I could tell you that Hamlet was played by Kenneth Branaugh, Mel Gibson in the movies and most recently Jude Law in an off-broadway production. I could tell you that the play was integral to the works of Freud and Nietzsche. I could name some other characters if you’d like, I could even quote a line or two but that’s about it. I didn’t read read Hamlet and Pierre Bayard would tell me not only is that perfectly ok, but I should not feel any guilt whatsoever. I should accept the fact that my cultural literacy is shaped by gaps and fissures and this does not prevent me from forming my own solid portfolio of literary knowledge (Bayard, 124). Furthermore to act as if I read read Hamlet without having actually read Hamlet would further inculcate me in a cycle of shame and prevent me from ever fully being me – Jeanette (my mom calls me gingy…long story), autonomous, academic capable of transmitting to you dear reader my authentic thoughts on any book in my own voice…but Bayard, what is my voice? Where is it? How do I find it and more importantly, how do I write it?

It is no mistake that Bayard’s book is called, “How to talk about the books you haven’t read” and not “How to write about the books you haven’t read” because methinks that would not be so easy. Bayard does give (non-)readers an inkling of what it takes to be a writer:

To talk about unread books is to be present at the birth of the creative subject. In this inaugural moment when book and self separate, the reader, free at last from the weight of the words of others, may find the strength to invent his own text, and in that moment, he becomes a writer himself (180).

So…when I stop reading and I stop being influenced by all the authors I know and love, I am freed to write my own works in my own voice, all by myself in a full throttle stream of consciousness, correct? There are no baby steps or guidelines leading up to this just free falling words from inky nub to cottony page…ok, fair enough, but Bayard is a semi-satirical, semi-fictional work so until I read those words from a more valid source, I will be inclined to believe them.

“An author’s anxieties about his own credibility can lend her to subordinate her voice to the point where it cannot be heard at all (Semenza, 169).” — Gregory Colon Semenza, author of Graduate Study for the 21st Century

I have a writing voice. I’m supposed to know how to use it and not be anxious, Bayard suggested, Semenza approved.

How does one cultivate a genuine voice in graduate school?

P.S.: This post is about voice and not Hamlet, in case you weren’t planning to read read it.

About Steve Mentz 1297 Articles
I teach Shakespeare and the blue humanities at St. John's in New York City.

3 Comments

  1. While many of the beliefs of Bayard can be seen as satirical and it would seem he is proposing an extremely liberal approach to the study of literature, I think you grasped the crux of his essential goal–to advocate the writer’s emancipation from past achievements and idol worship. After all, the writer’s primary purpose and responsibility is to add something new to the dialogue of a particular topic or creative genre. The distance we have from a particular piece of literature represents a curiosity that never remains after thorough reading and analysis of that work. While there is great enjoyment derived from completion, there is a valuable experience in the anticipation of a narrative and our initial stimulation to unfolding drama. Jeneatte, it is very encouraging that as a writer and a reader you recognize the importance of developing a new and unique voice. I believe this is probably the most challenging aspect of creating something original–that we are continuously influenced by what we encounter. It does take a conscious distancing of ourselves from the material to find our own voice.

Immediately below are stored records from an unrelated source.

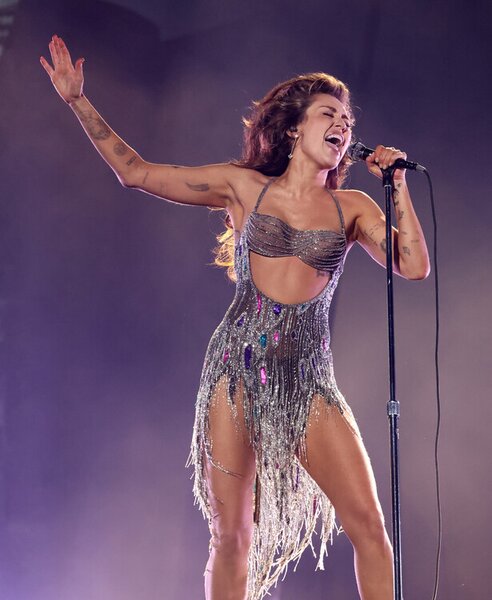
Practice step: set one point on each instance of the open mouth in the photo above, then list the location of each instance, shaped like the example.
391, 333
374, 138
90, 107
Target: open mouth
334, 139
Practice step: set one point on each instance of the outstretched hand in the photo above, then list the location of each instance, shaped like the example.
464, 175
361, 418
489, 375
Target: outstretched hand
67, 79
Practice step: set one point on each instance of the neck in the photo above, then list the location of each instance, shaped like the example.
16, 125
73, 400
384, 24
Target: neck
302, 175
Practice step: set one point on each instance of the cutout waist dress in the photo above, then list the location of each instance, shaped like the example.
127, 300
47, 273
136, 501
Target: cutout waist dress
275, 358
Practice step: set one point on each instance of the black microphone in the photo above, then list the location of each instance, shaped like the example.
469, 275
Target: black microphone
357, 151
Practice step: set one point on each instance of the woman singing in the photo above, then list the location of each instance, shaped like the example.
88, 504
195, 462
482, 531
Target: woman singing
275, 446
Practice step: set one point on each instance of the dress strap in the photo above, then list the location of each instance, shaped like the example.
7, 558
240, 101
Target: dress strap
263, 192
340, 213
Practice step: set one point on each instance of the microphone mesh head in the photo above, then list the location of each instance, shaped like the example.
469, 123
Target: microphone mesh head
356, 151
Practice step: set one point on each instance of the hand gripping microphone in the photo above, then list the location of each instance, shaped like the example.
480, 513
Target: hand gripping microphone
357, 151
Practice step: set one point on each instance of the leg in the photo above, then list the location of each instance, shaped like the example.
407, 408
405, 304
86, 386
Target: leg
231, 499
338, 462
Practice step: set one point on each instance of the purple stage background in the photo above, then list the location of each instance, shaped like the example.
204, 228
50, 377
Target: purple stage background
108, 303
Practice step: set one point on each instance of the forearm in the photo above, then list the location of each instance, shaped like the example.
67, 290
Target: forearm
413, 257
119, 156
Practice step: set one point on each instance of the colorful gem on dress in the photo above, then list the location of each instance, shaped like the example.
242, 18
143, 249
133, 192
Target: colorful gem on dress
248, 350
302, 307
258, 303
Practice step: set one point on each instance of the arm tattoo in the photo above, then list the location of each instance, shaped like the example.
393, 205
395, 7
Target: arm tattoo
199, 187
369, 233
120, 149
396, 193
95, 126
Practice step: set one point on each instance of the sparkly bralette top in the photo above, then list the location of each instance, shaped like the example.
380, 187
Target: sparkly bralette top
321, 249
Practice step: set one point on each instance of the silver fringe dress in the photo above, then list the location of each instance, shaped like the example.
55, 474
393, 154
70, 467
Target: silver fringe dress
279, 356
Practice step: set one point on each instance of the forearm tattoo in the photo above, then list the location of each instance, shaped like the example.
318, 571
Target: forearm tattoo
396, 193
95, 126
198, 187
120, 149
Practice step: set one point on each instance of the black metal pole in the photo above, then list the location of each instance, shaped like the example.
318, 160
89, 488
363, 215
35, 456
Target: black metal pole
393, 406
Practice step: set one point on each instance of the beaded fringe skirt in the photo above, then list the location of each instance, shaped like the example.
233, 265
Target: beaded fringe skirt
275, 358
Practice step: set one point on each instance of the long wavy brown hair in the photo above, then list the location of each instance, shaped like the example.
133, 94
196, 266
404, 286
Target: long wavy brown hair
267, 140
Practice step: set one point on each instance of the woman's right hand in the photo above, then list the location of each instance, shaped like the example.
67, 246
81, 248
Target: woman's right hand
67, 79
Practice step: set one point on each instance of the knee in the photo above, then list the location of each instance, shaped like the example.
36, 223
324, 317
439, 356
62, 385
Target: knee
367, 528
232, 543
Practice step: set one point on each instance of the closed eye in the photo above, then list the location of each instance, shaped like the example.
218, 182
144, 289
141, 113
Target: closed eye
348, 124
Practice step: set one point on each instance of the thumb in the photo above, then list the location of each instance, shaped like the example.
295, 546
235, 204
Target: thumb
78, 65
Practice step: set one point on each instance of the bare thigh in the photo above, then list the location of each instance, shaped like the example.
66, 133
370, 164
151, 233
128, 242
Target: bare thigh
337, 460
231, 472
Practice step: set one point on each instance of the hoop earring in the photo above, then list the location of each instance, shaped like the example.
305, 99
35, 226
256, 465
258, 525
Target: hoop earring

  2. Re “new and unique voice” — I think you’re write that, in the end, Bayard is more concerned with writing than (not) reading. I also take Goldsmith’s critique, though, that there is not much new under the sun. I wonder if / how we can hash together these two perspectives, and what that mixing might say to how we read and write in the current climate.

  3. Jeanette,your post made me laugh–I think you have developed your own voice beautifully. One thought I had while reading Bayard’s meditation on shame and its relation to us as students responsible for so much reading, is that it’s quite liberating to understand that there is no shame in not knowing. And admitting that you don’t know, haven’t read Hamlet or anything else for that matter, is to open the door to hearing from someone else in conversation about the thing you haven’t read. Which might make you somewhat wiser, if not better read. Keeping my ignorance to myself, I feel, is something I have finally grown out of. Sharing it only leads to new knowledge.